Take 300-500 g representative sample, Grind until ≥90% of particles pass through a 20-mesh sieve; Weigh 5.00±0.05 g sample into a 50 mL Centrifuge Tube, add 25 mL 50%ethanol-water extraction solution, 用vortex mixer 2600-2800 rpmSufficientlyShake3 min, Shake后Immediatelypour into2mL Centrifuge Tube; Handheld/PalmCentrifugeCentrifuge2 min; Collect supernatantSolution待Dilute; SamplediluentSufficientlyMix well; 取500 μLSamplediluent于2 mL Centrifuge Tube, add 100 μL待diluent, Mix well后Centrifuge1 minready for testing. (ObservesupernatantWhetherClear, if impurities are presentthenneedneed toappropriately extendCentrifugeTime) 注 2: Note: Due to highly uneven mycotoxin distribution in samples, proportionally increasing sample and extraction volumes improves repeatability.

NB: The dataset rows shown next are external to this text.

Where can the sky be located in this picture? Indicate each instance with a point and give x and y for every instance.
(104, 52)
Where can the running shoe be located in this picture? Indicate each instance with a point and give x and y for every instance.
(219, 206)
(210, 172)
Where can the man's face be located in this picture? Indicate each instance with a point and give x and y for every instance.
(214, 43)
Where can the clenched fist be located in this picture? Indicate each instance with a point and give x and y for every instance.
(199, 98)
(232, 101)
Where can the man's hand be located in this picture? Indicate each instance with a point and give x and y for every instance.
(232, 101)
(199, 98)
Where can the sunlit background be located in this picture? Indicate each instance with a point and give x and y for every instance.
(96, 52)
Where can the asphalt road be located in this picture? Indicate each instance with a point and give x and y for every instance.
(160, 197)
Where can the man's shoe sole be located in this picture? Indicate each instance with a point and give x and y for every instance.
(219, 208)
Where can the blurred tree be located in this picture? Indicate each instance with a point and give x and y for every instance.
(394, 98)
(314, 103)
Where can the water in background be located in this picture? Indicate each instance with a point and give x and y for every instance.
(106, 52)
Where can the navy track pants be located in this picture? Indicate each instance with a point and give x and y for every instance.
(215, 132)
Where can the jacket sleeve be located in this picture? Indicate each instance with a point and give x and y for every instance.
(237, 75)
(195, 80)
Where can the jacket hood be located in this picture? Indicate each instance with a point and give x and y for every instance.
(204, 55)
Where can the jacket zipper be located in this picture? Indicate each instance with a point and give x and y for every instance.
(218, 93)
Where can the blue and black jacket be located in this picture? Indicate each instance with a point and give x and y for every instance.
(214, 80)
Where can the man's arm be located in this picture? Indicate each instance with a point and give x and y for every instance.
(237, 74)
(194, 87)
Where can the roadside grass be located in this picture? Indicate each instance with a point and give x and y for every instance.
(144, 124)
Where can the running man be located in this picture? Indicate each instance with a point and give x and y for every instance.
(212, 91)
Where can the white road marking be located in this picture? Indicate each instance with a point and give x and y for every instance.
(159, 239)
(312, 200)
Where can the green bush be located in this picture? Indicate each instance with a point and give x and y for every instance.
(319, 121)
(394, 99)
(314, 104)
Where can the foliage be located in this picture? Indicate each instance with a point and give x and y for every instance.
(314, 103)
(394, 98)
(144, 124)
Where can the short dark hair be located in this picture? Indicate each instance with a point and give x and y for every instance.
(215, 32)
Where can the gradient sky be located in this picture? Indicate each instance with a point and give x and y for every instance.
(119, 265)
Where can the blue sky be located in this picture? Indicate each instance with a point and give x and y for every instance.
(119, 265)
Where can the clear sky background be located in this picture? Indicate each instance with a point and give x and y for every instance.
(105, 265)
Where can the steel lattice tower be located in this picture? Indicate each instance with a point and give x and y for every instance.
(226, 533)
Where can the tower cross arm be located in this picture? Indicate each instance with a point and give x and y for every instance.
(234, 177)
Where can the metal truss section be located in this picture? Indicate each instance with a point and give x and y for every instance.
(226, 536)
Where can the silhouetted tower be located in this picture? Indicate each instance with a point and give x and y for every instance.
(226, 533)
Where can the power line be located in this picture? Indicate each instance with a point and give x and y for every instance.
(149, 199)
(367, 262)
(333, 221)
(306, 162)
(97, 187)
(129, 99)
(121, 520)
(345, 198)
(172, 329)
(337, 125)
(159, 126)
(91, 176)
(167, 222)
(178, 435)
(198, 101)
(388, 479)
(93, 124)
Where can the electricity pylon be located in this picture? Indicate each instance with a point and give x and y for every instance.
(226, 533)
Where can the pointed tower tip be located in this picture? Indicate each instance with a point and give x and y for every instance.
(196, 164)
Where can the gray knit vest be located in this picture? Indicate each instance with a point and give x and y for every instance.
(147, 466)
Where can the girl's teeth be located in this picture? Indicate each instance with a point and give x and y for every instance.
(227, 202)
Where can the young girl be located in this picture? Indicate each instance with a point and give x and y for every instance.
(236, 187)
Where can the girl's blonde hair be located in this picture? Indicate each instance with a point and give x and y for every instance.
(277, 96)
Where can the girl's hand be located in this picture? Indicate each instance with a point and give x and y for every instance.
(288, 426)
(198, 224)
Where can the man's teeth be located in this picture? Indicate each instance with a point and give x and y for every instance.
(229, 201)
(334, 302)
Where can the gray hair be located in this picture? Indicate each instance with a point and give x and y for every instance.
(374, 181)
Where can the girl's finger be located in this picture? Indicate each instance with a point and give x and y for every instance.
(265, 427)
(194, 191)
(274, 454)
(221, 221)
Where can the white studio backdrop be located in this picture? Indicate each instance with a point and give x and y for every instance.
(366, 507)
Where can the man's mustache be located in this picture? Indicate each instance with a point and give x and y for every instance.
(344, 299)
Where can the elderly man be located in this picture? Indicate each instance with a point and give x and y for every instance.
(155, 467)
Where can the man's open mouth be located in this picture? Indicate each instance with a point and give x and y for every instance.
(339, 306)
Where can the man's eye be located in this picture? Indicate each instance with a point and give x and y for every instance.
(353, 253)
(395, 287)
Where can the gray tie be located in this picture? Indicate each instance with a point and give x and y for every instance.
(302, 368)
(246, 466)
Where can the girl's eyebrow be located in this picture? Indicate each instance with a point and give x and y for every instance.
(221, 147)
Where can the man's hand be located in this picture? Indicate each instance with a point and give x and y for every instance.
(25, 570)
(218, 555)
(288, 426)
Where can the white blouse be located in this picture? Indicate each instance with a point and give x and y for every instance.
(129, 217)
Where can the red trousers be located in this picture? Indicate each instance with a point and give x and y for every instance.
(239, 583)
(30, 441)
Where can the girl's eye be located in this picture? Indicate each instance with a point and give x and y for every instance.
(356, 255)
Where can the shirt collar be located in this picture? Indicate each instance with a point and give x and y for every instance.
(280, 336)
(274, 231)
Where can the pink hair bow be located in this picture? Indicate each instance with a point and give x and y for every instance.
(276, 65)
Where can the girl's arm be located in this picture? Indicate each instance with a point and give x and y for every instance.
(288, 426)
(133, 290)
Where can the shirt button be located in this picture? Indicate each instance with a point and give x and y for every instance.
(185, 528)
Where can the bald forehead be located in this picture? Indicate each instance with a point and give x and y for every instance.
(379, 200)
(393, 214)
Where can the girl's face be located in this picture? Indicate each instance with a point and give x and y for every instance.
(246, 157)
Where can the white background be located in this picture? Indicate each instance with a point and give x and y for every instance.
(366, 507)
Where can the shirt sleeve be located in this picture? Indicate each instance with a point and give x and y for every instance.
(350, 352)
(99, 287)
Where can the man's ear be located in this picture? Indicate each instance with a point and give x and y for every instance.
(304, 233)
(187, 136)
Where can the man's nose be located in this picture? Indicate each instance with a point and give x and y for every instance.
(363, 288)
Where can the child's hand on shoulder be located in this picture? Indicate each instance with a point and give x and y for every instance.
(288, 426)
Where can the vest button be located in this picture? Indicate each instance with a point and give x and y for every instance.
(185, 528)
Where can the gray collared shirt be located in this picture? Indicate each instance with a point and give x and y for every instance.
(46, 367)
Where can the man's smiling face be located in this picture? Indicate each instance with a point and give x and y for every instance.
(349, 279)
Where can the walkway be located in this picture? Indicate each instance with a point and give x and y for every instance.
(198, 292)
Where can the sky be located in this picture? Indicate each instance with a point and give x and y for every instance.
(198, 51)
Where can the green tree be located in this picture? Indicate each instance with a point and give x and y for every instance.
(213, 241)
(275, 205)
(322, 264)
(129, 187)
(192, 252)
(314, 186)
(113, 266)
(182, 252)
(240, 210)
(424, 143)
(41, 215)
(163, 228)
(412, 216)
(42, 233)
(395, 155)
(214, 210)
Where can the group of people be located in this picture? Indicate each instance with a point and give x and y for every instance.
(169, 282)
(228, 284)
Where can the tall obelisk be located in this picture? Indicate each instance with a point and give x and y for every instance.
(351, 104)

We offer three sample prep solutions for sample sizes of 5 g, 10 g, and 20 g.

Detection

Turn on the Thermostatic Incubator; ready to use once temperature reaches 37°C . Please read this manual and the fluorescence reader operation instructions carefully before the experiment. Before use, bring the test card and the sample solution to room temperature. Remove the test card from its original packaging, mark it, and use it immediately. Use a pipette to aspirate 100 μL of the sample solution and vertically drip it into the sample well. Place on an incubator at 37°C and incubate for 8 minutes. Place the test card into the fluorescence reader to read the results.